7. “The name of my competition BBQ team is Motley Cue, so Stretch took my logo, which is tattooed on my arm, and cut it out of metal — then brought it down to my team. We became instant buddies. Then he came out to my birthday with a watermelon catapult… that began the crazy life of Stretch and Guy. When we prepared to do the Guy Fieri Road Show, I asked him if he could construct a twenty-five-gallon margarita machine.”

8. “At Big Mama’s Kitchen it’s all right ear, right now… or it could been the left ear… one of the most talked about bites, seen across the world is the floppy wonder (can you “ear” what I’m saying’?): the pig ear sandwich. I thought I was gonna die, but I gotta tell ya, it wasn’t as bad as you might think.”

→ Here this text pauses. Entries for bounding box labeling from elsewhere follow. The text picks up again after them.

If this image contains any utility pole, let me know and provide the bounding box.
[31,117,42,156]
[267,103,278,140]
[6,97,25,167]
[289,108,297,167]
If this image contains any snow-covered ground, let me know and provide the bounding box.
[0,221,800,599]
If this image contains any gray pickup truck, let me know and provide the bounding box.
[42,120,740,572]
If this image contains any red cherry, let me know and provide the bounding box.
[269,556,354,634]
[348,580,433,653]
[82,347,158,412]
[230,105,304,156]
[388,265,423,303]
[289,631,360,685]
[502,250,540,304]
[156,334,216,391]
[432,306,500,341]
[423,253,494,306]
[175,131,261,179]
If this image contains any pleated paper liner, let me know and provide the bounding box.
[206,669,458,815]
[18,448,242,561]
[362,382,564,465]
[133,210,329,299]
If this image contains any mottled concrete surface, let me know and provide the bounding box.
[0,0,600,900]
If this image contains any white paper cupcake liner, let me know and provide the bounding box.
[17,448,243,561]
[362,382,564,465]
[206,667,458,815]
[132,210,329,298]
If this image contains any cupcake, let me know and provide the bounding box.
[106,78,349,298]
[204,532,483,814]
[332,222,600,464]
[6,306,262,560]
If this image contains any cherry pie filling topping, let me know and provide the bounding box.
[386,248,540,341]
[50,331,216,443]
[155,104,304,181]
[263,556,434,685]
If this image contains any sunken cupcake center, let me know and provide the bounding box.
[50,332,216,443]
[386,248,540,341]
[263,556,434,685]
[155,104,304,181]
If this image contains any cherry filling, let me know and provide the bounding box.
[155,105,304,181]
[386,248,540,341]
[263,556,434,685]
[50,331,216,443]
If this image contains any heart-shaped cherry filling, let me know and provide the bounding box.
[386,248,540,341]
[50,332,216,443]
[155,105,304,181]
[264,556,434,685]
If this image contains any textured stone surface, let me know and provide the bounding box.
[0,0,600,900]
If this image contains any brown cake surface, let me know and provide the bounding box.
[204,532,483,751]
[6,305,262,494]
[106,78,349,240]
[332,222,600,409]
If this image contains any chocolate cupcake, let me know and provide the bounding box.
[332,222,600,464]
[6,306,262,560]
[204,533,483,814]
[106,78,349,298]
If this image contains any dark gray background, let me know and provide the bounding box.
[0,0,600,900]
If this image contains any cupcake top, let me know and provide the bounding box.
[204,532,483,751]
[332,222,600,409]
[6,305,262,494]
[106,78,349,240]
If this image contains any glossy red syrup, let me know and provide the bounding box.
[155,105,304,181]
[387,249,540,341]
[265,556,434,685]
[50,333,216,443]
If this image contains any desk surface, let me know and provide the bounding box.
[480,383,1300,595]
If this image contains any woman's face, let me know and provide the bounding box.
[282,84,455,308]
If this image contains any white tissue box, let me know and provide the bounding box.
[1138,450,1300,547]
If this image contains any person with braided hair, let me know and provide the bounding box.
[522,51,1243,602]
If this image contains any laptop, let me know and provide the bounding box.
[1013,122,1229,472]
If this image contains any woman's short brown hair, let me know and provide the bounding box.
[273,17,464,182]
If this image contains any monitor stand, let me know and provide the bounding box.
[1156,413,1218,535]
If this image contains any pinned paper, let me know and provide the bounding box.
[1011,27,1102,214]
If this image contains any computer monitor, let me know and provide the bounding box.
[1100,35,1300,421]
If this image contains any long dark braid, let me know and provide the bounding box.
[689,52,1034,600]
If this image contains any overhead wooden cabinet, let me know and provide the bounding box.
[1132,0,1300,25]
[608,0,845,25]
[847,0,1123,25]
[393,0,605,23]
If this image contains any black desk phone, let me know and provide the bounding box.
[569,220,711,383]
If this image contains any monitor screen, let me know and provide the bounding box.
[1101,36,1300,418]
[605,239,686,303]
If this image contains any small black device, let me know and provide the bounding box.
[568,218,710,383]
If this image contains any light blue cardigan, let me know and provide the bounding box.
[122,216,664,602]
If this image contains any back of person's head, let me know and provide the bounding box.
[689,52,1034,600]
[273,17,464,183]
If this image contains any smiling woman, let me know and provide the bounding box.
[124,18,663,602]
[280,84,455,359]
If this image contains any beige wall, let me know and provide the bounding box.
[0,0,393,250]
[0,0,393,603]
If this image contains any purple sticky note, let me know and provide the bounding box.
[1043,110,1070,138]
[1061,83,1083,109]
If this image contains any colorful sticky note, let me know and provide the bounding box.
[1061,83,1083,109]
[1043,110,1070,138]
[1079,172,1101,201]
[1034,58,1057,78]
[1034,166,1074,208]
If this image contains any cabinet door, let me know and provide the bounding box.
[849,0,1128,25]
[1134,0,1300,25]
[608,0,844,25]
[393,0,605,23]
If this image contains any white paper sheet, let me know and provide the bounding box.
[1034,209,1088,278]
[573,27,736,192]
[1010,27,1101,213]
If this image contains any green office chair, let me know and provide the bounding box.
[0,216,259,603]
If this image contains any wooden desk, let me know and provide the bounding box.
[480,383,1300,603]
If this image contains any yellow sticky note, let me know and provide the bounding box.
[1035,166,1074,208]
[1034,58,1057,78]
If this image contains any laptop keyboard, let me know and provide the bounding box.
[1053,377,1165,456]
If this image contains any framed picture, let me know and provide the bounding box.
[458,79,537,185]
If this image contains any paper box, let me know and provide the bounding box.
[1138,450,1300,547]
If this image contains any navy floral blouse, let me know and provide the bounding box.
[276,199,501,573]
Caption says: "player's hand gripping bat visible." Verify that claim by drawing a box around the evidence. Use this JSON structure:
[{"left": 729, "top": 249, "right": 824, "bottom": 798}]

9. “[The] Parmageddon [has] pierogi, kraut, and sharp cheddar, and then it goes into the meltification machine — it’s outta bounds and so much more than a grilled cheese sandwich.”

10. “This patio goes off the hook — I think the folks are in a Flavortown food coma.”

11. “Chef Matt says, ‘Get jiggy with it, have some fun!'”

12. “One night I was at Mama Cozza’s having dinner with my family, and I’d really not been feeling well all week…one of [the chef's] daughters-in-law drove me to this doctor’s office at 11 pm…and I was better the next day. We call that kulinary gangsta alla Mama Cozza!”

13. “People who like [haggis] call it spicy, creamy, rich, and buttery — I don’t wanna tell you what I call it… ha ha.”

14. “My favorite line: ‘Do you get any tater with that gator? James Spader likes gator.’ (Ha ha ha, I kill me.)”

15. “It was a lightning bolt of an idea in Flavortown that pranked the un-prankable mayor, Guy Fieri.”

16. “I don’t know if it’s fair to call their Russian dressing Russian dressing — it should be called something sexy, like liquid Moscow.”

17. “I lay claim to the knuckle sandwich… it’s my brand, my logo, hell, even my tattoo, so when I find out that two dudes in Austin have opened up a sandwich joint and one of their menu items is the knuckle sandwich, I tell you what, they’d better deliver the real deal. (jk.)”

18. “His seafood is so fresh it’ll slap ya.”

19. “I sucked at making my Yorkshire pudding before getting schooled by Anne. Now they’re puffy McMagic, not flat McTragic.)… She could feed me beef six ways to Sunday.”

20. “[They] make a porchetta that you won’t forgetta.”